Kini, entitas baru yang disebut pesantren digital muncul. Ada kiainya, tapi santrinya disebut follower atau subscriber, tempatnya di media sosial (medsos) atau platform digital.
Di pesantren digital kita tidak menemukan shalat jamaah. Kita tidak menemukan kehidupan ala santri yang penuh dengan dinamika sosial. Transformasi keadaban dari relasi sosial santri kiai tidak terjadi.
Semua individu tiba-tiba punya potensi yang nyaris sama untuk menjadi Kiai. Nah, justru inilah masalahnya kemudian. Tiba tiba saja muncul “kiai-kiai” hibrid dengan pesantren akun media sosial. Memberikan pembelajaran keagamaan secara online.

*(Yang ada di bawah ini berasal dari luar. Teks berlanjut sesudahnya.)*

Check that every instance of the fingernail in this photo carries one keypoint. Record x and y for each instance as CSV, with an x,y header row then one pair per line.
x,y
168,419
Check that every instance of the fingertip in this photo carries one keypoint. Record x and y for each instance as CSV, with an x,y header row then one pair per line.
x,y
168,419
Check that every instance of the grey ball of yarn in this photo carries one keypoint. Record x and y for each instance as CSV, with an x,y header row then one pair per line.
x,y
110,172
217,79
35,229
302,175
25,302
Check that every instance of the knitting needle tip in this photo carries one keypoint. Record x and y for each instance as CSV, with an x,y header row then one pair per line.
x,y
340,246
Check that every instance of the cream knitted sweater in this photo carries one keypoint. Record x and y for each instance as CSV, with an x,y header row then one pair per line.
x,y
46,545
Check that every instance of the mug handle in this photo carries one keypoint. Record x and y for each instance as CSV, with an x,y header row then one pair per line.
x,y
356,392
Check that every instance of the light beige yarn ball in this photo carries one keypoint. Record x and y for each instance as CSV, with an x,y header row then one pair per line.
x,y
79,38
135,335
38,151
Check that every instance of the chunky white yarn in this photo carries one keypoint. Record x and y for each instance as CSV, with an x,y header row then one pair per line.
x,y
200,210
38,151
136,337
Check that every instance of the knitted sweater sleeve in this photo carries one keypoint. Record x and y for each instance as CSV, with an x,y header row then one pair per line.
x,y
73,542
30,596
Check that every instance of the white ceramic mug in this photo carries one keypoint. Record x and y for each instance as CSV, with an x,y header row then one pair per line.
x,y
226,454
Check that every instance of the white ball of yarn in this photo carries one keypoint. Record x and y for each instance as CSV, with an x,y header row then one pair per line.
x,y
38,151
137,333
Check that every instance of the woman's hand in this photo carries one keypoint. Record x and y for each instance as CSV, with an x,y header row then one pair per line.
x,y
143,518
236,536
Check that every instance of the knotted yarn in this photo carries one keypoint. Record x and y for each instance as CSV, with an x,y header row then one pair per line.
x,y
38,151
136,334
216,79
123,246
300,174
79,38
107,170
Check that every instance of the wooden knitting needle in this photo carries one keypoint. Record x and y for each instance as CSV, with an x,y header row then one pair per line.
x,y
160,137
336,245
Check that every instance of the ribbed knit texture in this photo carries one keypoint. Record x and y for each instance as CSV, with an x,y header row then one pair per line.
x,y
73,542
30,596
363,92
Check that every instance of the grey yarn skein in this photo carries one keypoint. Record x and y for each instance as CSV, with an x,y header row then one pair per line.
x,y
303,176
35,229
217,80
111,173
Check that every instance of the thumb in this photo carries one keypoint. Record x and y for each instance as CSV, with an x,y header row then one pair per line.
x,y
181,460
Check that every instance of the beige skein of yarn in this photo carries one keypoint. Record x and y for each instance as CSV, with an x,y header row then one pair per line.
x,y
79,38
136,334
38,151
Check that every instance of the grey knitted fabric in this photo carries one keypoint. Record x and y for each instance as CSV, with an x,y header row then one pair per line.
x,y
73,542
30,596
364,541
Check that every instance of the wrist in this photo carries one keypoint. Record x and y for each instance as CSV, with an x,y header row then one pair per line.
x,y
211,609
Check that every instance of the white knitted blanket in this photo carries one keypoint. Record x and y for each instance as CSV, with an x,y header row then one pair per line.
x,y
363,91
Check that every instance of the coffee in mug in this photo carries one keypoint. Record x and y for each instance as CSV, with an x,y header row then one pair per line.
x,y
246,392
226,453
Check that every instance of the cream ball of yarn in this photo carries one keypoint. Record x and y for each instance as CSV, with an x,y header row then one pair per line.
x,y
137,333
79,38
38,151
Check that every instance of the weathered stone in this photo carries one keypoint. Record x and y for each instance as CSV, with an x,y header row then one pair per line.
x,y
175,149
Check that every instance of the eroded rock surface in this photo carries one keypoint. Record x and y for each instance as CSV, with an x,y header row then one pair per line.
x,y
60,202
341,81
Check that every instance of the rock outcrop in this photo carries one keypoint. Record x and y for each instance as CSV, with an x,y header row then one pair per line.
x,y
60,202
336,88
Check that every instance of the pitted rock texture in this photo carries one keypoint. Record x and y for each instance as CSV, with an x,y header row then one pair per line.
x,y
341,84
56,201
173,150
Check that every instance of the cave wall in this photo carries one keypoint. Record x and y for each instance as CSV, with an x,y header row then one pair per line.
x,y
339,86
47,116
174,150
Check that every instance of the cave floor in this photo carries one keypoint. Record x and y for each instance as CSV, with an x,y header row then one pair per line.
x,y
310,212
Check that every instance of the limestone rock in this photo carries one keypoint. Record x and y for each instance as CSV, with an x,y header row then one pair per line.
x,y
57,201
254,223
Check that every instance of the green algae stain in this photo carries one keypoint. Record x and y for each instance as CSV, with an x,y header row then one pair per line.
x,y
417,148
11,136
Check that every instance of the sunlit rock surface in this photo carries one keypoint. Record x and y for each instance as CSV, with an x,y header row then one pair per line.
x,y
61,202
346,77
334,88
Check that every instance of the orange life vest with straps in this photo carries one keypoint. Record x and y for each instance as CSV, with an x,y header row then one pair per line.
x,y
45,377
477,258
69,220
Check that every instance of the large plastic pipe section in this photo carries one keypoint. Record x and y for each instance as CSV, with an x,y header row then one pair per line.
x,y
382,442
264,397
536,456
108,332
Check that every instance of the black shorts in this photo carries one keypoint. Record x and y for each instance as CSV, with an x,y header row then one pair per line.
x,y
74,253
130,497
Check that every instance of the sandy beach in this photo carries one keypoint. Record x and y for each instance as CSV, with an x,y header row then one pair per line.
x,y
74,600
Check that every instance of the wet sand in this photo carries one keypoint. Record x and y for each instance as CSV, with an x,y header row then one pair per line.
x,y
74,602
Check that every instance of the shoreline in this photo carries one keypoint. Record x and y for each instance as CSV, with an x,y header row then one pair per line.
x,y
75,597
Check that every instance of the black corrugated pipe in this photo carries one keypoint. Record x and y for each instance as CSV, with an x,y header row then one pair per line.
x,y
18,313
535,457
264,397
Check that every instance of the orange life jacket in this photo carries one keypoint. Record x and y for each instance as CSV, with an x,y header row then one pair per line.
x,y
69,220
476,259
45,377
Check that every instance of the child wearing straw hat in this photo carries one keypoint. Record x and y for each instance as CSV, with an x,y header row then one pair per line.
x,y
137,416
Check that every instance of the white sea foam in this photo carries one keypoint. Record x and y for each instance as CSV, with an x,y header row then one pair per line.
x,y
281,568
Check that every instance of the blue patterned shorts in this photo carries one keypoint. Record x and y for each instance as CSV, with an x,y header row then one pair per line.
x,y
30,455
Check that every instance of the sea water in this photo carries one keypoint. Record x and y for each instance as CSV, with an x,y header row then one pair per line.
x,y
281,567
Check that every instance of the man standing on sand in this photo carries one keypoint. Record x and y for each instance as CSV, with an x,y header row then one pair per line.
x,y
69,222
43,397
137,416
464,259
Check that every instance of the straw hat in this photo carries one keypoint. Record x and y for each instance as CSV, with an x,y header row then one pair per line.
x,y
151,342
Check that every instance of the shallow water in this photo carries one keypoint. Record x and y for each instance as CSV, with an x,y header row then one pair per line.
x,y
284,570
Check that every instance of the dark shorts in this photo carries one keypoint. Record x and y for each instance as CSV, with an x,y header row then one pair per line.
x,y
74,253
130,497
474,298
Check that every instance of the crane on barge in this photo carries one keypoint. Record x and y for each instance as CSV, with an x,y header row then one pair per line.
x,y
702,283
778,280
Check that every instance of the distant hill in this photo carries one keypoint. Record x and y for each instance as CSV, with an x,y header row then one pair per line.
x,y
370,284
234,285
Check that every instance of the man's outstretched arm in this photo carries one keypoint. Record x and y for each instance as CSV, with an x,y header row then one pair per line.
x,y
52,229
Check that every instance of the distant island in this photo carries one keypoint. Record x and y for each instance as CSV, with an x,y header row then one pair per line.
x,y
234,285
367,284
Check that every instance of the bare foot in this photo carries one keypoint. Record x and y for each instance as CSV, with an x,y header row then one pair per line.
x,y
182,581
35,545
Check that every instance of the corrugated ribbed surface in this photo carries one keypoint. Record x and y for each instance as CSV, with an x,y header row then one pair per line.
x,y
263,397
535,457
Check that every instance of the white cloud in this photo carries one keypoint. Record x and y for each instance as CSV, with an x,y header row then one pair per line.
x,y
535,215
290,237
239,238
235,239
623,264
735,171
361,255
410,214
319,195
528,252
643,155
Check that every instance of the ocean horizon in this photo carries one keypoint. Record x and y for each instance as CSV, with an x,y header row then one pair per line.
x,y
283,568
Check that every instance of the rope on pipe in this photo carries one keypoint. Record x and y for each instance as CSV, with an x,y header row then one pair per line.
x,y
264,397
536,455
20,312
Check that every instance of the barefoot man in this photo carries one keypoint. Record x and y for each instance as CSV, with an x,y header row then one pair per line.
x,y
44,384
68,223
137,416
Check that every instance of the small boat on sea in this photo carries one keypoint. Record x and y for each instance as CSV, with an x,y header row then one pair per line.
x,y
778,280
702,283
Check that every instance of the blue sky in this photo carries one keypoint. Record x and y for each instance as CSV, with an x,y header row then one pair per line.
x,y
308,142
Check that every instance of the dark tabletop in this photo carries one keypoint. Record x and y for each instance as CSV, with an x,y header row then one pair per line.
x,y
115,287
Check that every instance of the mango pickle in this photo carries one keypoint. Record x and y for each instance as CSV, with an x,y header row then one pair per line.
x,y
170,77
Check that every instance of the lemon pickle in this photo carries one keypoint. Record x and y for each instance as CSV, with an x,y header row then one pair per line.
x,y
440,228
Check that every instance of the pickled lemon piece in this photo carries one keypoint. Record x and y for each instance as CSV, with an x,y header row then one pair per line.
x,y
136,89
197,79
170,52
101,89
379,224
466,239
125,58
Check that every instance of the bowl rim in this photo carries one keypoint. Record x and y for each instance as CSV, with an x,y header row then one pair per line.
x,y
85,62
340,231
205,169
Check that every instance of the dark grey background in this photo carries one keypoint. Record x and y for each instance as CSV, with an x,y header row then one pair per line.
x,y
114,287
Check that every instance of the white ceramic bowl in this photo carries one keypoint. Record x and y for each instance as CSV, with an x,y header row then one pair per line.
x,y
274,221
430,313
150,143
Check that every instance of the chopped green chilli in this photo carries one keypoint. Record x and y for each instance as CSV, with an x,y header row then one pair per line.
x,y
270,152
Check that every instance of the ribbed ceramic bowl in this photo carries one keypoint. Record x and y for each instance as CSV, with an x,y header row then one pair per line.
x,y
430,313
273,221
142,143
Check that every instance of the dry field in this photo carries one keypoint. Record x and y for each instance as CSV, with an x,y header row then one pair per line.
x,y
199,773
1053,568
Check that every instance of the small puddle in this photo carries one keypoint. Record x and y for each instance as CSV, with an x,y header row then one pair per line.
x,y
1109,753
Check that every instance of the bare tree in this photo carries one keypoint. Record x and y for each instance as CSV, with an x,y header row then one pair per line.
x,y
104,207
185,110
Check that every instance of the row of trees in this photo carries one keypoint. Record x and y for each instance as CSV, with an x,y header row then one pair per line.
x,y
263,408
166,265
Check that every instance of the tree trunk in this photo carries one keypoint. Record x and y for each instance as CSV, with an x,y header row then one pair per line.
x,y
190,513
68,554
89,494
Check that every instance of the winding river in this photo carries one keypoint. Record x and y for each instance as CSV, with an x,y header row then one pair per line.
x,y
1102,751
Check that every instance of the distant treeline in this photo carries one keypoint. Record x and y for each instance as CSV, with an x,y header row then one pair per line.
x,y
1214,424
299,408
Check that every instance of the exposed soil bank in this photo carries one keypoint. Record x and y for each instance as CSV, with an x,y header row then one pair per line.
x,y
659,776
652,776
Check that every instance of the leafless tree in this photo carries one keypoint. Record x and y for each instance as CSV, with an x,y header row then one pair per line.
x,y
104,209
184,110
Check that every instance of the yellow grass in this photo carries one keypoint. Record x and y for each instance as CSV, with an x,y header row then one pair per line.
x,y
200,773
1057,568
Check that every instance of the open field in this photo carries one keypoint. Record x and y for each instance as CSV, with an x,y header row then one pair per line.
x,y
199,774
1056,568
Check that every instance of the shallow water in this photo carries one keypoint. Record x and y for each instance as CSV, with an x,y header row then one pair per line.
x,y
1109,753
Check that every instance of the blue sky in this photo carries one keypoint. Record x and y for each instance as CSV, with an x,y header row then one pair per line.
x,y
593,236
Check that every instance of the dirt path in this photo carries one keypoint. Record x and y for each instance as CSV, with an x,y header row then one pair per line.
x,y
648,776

Bagi orang-orang perkotaan, mondok kini bisa dari rumah atau dari mana saja dengan hanya menyimak materi-materi agama melalui online. Inilah yang kemudian diperlukan filter kuat.
Pesantren atau kiai pondok pesantren original harus bermain di ruang-ruang digital ini. Kenapa? Hal ini untuk memberikan opsi lebih banyak bagi penikmat materi-materi agama yang betul-betul bisa dipertanggungjawabkan secara akademik pesantren.
Memuat Komentar ...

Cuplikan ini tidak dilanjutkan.